A tania, dobrza i może bez większego klimatu, ale fajna restauracja jest w Rudach, "Pod Kasztanami" chyba - można dziczyznę opierd*olić, taką prosto w rudzkich lasów, od myśliwego. Z pierwszego sortu :)

Cenowo od najdroższych, ostatnia pewnie nie ma menu online, ale za przeciętny posiłek zapłacisz z 30zł za głowę.

22.07.2015 08:47
Aen
5
odpowiedz
Aen
232
Anesthetize

Yogh - Typ kuchni dowolny, może być coś azjatyckiego (poza sushi, to robimy w doma), może być coś "egzotycznego" typu kuchnia botswańska, może być knajpa gdzie nie wpuszczają bez krawata - Coś wybiorę. Przedział cenowy dowolny.

EDIT: Dzięki brutu, spodobała mi się ta Wodna Wieża. Bardzo mi pomogłeś :)

22.07.2015 09:45
Yoghurt
6
odpowiedz
Yoghurt
101
Legend

Dobra, to na szybko z tych, w których faktycznie byłem i mogę z czystym sercem polecić na randewu tudzież tetatet.

Wodna Wieża (Pszczyna, mam z buta 30 sekund :P)-> Ciut przereklamowana, jeśli chodzi o kuchnię (na pewno nie jest warta aż takich cen, chociaż desery mają w pytę), ale dla samego wystroju warto się przejść i podziwiać. Z dań, które faktycznie mogę z czystym sercem polecić (o ile nie zmienili ostatnio karty): tatar z łososia i łosoś sous vide, polędwica. Ale tak czy siak - na to, jaki mają cennik, nie ma tego pierdolnięcia smaku i co najmniej 1/3 dopłacasz za dizajn wnętrza. Acha - koniecznie rezerwuj, mają mocne obłożenie.

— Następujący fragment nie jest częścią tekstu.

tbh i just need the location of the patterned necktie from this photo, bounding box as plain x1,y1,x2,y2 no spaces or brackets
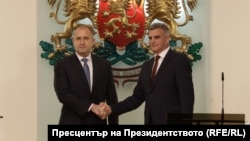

U Mikołajca (Pszczyna, końcówka ulicy Katowickiej) -> Porządna, pyszna kuchnia polska i śląska w przyzwoitych cenach. Prawdopodobnie najlepszy tatar w kraju (i wcale nie przesadzam), rolada pierwsza klasa. Wystrój ostatnio zmienili na estetyczny i w sumie neutralny. Polecam wybrać się raczej w tygodniu, w weekend nie znajdzie się stolika ze względu na rodzinne imprezy i weseliska w bocznej sali.

Punkt G'astronomiczny (PSzczyna, przy rynku) -> Nowa szkoła gotowania inspirowana Top Chefami, z użyciem tych wszystkich pian z boczku, jadalnego piasku i sous vide. Ogólnie przy rynku w Pszczynie znajdziesz zatrzęsienie przyzwoitych żarłodajni (Frykówka, Dolce Vita, Sztamfer), ale Punkt G jest chyba najbardziej godny polecenia.

Zamek Promnice (za Tychami w stronę Bielska) -> Polska kuchnia myśliwska, z dopasowanym do niej wystrojem. Okolica bardzo malownicza, w środku lasu, sam zameczek też spoko, jak ktoś lubi poroża i królewski barok. Ceny wysokie, ale dziczyzna świeża i smaczna.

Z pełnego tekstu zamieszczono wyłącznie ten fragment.